Biomass Briquette and Their Applications

From CopperWiki

Jump to: navigation, search
Biomass Briquettes are made from crop waste left over from harvested crops, such as mustard or pulse stalks, rice husks, or even sawdust. In many regions across the world where Biomass waste is not used to make briquettes, the only way to dispose it is to burn it – which causes widespread air pollution.

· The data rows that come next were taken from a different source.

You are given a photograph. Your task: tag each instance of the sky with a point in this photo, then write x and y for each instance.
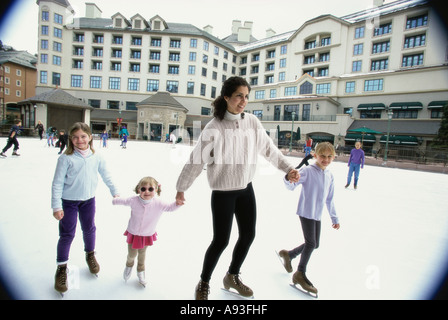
(18, 27)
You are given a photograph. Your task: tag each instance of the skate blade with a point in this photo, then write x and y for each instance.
(236, 294)
(281, 261)
(312, 295)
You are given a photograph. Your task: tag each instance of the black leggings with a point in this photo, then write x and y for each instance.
(226, 204)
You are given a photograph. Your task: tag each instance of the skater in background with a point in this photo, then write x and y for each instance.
(355, 164)
(62, 141)
(73, 194)
(124, 136)
(230, 179)
(40, 129)
(305, 160)
(317, 192)
(51, 131)
(146, 210)
(308, 146)
(103, 139)
(12, 139)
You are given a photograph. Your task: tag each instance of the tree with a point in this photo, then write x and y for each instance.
(441, 139)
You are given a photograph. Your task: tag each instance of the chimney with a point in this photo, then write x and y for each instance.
(92, 10)
(270, 33)
(378, 3)
(209, 29)
(235, 25)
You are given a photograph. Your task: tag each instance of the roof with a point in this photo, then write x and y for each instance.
(403, 127)
(22, 58)
(172, 28)
(57, 97)
(162, 99)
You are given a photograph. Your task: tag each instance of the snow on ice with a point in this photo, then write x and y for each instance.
(392, 243)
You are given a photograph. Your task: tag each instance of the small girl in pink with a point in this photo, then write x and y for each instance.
(146, 210)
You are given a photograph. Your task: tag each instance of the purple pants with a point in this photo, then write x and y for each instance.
(67, 226)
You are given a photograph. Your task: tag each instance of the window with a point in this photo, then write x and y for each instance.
(190, 87)
(172, 86)
(175, 44)
(152, 85)
(359, 32)
(56, 79)
(114, 83)
(416, 22)
(173, 69)
(156, 42)
(356, 66)
(373, 85)
(95, 82)
(381, 47)
(350, 87)
(76, 81)
(415, 41)
(382, 64)
(323, 88)
(290, 91)
(358, 49)
(289, 109)
(154, 55)
(43, 77)
(383, 29)
(412, 60)
(57, 32)
(57, 18)
(306, 88)
(133, 84)
(259, 94)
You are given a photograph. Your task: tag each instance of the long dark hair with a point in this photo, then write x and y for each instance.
(228, 88)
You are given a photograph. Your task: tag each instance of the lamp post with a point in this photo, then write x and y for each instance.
(389, 118)
(293, 114)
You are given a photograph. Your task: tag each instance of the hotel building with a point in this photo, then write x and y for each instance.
(384, 68)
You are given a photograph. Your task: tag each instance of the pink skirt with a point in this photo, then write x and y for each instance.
(139, 242)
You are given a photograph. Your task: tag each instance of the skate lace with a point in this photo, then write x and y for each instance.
(239, 283)
(204, 290)
(62, 276)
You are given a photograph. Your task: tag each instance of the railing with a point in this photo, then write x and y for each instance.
(297, 118)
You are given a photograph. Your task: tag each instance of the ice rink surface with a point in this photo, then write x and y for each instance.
(392, 244)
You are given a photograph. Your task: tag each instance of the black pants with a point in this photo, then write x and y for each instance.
(311, 233)
(11, 141)
(225, 205)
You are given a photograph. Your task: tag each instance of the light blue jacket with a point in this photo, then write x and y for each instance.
(317, 192)
(76, 178)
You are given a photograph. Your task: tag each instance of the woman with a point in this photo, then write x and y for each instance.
(229, 145)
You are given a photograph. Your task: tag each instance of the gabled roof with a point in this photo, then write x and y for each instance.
(22, 58)
(162, 99)
(57, 97)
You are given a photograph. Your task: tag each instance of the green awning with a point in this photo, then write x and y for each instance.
(406, 105)
(400, 140)
(371, 106)
(437, 104)
(360, 137)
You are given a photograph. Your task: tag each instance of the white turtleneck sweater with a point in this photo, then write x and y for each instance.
(230, 149)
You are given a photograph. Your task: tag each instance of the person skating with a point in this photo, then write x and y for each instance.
(231, 165)
(146, 211)
(73, 195)
(12, 139)
(317, 192)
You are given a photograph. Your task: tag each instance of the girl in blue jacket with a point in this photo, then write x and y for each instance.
(73, 194)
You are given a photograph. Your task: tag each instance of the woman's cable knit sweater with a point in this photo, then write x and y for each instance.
(230, 148)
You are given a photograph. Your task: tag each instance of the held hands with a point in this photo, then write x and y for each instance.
(180, 199)
(293, 176)
(58, 215)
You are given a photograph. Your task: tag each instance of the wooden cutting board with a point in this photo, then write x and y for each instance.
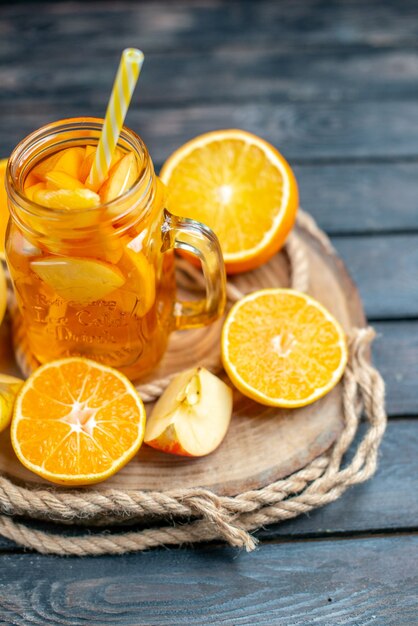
(263, 444)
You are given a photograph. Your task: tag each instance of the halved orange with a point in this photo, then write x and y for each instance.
(77, 422)
(4, 210)
(283, 348)
(240, 186)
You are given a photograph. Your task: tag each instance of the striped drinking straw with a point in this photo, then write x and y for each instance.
(120, 98)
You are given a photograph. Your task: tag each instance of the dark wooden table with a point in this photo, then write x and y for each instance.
(335, 86)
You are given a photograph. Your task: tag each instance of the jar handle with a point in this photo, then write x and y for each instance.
(199, 240)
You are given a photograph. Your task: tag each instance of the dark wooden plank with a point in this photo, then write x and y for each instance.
(248, 75)
(395, 353)
(331, 131)
(361, 581)
(384, 268)
(358, 198)
(385, 503)
(202, 24)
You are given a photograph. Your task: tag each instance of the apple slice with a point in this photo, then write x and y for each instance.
(80, 280)
(67, 198)
(60, 180)
(121, 178)
(69, 161)
(192, 416)
(30, 191)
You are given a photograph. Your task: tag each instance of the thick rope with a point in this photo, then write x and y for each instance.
(199, 514)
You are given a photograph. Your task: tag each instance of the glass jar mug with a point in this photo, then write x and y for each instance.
(99, 282)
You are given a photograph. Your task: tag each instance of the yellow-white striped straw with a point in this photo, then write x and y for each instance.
(125, 81)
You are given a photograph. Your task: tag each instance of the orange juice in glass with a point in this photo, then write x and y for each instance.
(96, 279)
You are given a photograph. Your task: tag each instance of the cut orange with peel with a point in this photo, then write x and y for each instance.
(77, 422)
(4, 210)
(283, 348)
(240, 186)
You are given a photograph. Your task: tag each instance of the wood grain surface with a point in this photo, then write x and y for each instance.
(335, 86)
(345, 582)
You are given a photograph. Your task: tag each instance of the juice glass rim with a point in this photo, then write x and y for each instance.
(39, 137)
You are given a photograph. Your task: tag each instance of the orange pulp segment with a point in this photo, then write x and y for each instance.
(240, 186)
(282, 348)
(77, 422)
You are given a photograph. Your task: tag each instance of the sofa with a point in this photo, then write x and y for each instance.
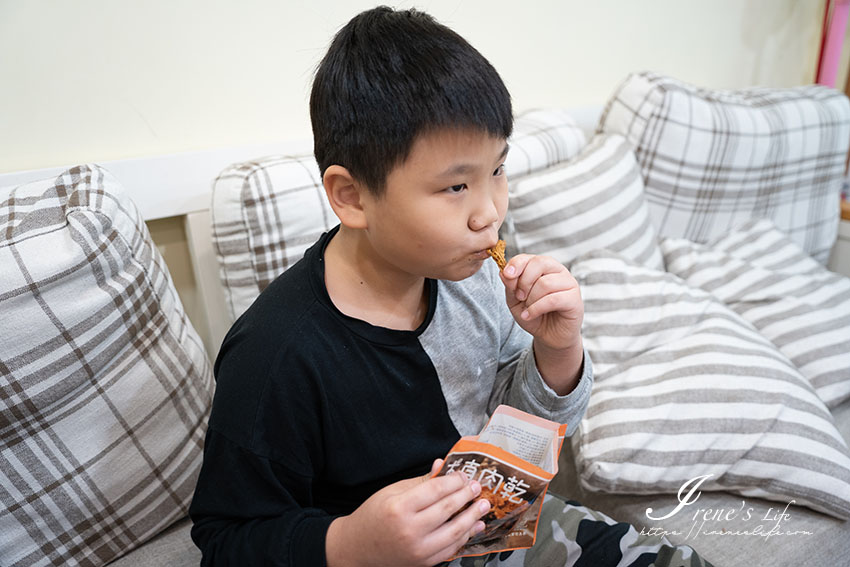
(698, 223)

The use of Briquettes has tremendous potential for checking greenhouse gas emissions, and may be easily manufactured wherever crop waste is readily available. They may be used to fuel larger stoves meant for mass cooking, although there are some innovative stoves being developed in India which may be used to replace LPG-powered burners in homes.

Contents

Advantages of Using Biomass Briquettes over LPG for Cooking

Unlike conventional fossil fuels like LPG and Coal, the use Biomass Briquettes in stoves has three important advantages –

  • They cut carbon dioxide emissions (since the crop waste is a renewable source of energy).
  • They cut fuel bills (since they are made of crop waste, they are relatively cheaper than coal and LPG)
  • They provide a new source of income to the farmers, who can sell the crop waste to the briquette makers.
  • They emit less smoke than Coal
  • They are an Eco-Friendly alternative to wood fuels

How Briquettes are Made

  • There are many technologies available like screw briquetting, Ram Briquetting and Pelleting Machine
  • There are also Manual Operated Briquetting presses like Nishant and Legacy.
  • A manually operated machine producing 6-10 kilo per hrs is a viable option for generating self employment for a village women. One kilo of briquette would contain heat value around 4000 Kilo Calories.

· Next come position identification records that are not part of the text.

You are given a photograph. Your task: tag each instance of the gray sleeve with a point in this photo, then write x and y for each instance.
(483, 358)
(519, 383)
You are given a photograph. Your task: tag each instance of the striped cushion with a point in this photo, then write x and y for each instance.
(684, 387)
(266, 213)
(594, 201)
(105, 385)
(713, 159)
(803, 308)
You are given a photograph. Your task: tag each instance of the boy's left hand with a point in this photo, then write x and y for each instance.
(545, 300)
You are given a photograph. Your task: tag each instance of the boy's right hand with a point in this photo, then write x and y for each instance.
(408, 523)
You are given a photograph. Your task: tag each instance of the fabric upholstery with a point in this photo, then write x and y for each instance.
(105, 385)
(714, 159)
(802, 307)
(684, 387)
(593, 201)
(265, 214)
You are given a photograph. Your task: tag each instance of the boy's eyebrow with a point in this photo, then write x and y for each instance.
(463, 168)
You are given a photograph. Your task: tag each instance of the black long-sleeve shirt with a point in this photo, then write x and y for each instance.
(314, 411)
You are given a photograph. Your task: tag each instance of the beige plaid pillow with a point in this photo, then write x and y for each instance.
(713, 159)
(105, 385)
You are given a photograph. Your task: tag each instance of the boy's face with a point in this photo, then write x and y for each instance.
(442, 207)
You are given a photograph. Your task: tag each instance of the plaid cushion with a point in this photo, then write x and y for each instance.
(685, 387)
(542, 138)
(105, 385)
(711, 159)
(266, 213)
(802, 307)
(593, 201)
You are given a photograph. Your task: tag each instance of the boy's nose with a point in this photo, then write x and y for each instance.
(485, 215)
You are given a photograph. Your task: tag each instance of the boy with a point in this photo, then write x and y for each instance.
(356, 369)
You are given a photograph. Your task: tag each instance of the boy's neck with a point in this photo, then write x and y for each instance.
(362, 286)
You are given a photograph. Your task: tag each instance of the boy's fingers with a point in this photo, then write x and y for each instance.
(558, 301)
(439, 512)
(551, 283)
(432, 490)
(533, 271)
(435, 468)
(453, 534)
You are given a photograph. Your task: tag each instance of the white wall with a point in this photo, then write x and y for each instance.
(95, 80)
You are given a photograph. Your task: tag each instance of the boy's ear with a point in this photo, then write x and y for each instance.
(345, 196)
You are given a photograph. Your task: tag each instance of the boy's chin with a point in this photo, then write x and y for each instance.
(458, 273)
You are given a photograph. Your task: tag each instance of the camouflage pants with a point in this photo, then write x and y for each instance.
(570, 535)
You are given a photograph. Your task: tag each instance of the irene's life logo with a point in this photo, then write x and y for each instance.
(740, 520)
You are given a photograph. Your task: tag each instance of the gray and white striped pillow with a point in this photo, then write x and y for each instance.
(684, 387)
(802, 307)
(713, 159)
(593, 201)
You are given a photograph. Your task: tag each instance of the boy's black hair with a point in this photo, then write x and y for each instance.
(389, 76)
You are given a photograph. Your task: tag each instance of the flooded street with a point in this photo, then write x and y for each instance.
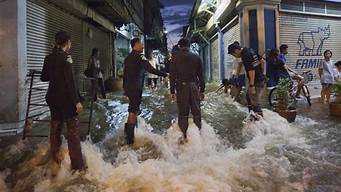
(228, 154)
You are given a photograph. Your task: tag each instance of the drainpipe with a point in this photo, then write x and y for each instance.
(221, 52)
(209, 66)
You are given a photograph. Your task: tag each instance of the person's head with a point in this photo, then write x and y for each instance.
(63, 40)
(283, 49)
(149, 54)
(184, 43)
(95, 52)
(273, 53)
(327, 54)
(235, 50)
(338, 66)
(137, 45)
(236, 42)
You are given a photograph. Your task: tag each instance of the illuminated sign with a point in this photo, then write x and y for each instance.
(311, 46)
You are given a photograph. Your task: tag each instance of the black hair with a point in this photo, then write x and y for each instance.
(62, 37)
(134, 41)
(94, 51)
(184, 42)
(326, 51)
(273, 53)
(231, 48)
(283, 47)
(236, 42)
(149, 54)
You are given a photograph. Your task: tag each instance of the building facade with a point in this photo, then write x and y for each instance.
(308, 27)
(27, 29)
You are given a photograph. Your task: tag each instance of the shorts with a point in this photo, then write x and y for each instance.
(327, 84)
(134, 103)
(238, 81)
(63, 113)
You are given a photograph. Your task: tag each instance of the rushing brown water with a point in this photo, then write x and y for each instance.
(228, 154)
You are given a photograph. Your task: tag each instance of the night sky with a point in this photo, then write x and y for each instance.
(175, 14)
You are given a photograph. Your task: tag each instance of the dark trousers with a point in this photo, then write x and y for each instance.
(253, 101)
(100, 84)
(73, 137)
(188, 99)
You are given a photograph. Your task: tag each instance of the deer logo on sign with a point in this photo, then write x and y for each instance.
(311, 43)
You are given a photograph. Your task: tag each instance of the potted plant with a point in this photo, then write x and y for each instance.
(335, 106)
(283, 98)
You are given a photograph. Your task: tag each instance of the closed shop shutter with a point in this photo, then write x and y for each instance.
(308, 37)
(43, 21)
(215, 59)
(230, 36)
(101, 40)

The Status of Briquetting Technology Across the World

Briquetting technology is yet to get a strong foothold in many developing countries because of the technical constraints involved and the lack of knowledge to adapt the technology to suit local conditions. Overcoming the many operational problems associated with this technology and ensuring the quality of the raw material used are crucial factors in determining its commercial success. In addition to this commercial aspect, the importance of this technology lies in conserving wood, a commodity extensively used in developing countries and leading to the widespread destruction of forests.

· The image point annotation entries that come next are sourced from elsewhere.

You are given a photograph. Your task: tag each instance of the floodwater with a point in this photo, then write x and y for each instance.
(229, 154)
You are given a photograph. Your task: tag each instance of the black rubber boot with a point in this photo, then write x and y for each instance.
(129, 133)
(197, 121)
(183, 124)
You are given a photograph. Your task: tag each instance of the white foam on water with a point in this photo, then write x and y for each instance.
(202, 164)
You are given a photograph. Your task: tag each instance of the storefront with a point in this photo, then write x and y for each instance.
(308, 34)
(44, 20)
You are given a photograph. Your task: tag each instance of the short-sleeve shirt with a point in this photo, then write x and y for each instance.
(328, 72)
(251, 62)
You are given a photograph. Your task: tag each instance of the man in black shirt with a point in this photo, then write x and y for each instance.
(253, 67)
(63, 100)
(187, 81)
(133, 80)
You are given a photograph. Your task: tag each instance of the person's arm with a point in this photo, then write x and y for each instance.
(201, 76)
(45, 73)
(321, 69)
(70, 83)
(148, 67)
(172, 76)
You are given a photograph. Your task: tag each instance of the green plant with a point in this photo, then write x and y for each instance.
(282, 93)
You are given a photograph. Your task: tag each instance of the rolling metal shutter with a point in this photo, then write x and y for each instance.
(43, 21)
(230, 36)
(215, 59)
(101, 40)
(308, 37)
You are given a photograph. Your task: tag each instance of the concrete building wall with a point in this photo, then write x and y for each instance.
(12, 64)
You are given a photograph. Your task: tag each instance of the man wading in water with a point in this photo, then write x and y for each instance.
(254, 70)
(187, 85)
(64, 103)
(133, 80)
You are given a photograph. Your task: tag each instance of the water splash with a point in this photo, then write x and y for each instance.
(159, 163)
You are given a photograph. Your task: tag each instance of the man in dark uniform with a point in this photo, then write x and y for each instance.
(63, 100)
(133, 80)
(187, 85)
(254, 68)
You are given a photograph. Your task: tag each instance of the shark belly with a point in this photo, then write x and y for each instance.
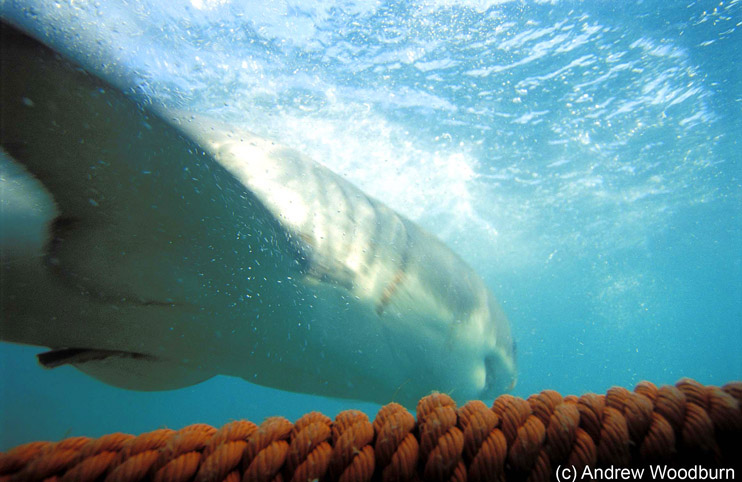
(156, 250)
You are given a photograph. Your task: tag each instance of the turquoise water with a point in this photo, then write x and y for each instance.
(583, 157)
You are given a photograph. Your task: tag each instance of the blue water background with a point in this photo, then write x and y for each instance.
(583, 156)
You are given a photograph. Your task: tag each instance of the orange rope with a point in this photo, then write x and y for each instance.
(680, 425)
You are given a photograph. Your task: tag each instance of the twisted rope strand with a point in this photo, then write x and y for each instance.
(685, 424)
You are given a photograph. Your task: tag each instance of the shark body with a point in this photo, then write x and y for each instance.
(154, 251)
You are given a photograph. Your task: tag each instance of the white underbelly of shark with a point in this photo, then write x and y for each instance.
(153, 251)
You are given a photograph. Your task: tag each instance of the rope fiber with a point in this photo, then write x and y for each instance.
(685, 425)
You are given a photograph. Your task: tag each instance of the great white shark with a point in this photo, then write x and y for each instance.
(153, 250)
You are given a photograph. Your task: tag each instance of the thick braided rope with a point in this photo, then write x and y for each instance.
(685, 424)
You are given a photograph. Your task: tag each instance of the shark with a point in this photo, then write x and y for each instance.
(154, 249)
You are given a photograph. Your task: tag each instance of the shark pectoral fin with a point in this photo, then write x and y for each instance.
(133, 371)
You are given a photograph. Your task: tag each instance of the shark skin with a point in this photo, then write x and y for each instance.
(153, 250)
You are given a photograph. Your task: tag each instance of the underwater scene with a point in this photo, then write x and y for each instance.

The Ashden Award Winning Sanjha Chulha

Sanjha Chulha (translated, it means a combined cook stove) has a simple, but effective design. It has a combustion chamber into which Biomass Briquettes are fed at a rate of about 15 kg an hour. Above it are hotplates, designed to provide uniform heat. Three small electric fans control the flow of gases through the stove, providing the primary air flow to get the briquettes burning, and the secondary air to burn the emanating volatile gases. A 400-litre water tank around the chimney absorbs heat from the exhaust gases, and provides hot water for cooking and making tea.

Other Applications of Biomass Briquettes

Nishant Bioenergy (India) has designed and manufactured a smaller version of biomass briquette cook stove, called the Earth Stove. This is an energy efficient replacement for LPG stoves that small restaurants currently use. Apart from the energy and emissions saved, the Earth Stove also leads to fifty to seventy per cent savings in fuel costs. More than 250 Earth Stoves are currently under installation. For more, see Nishant Bio Energy.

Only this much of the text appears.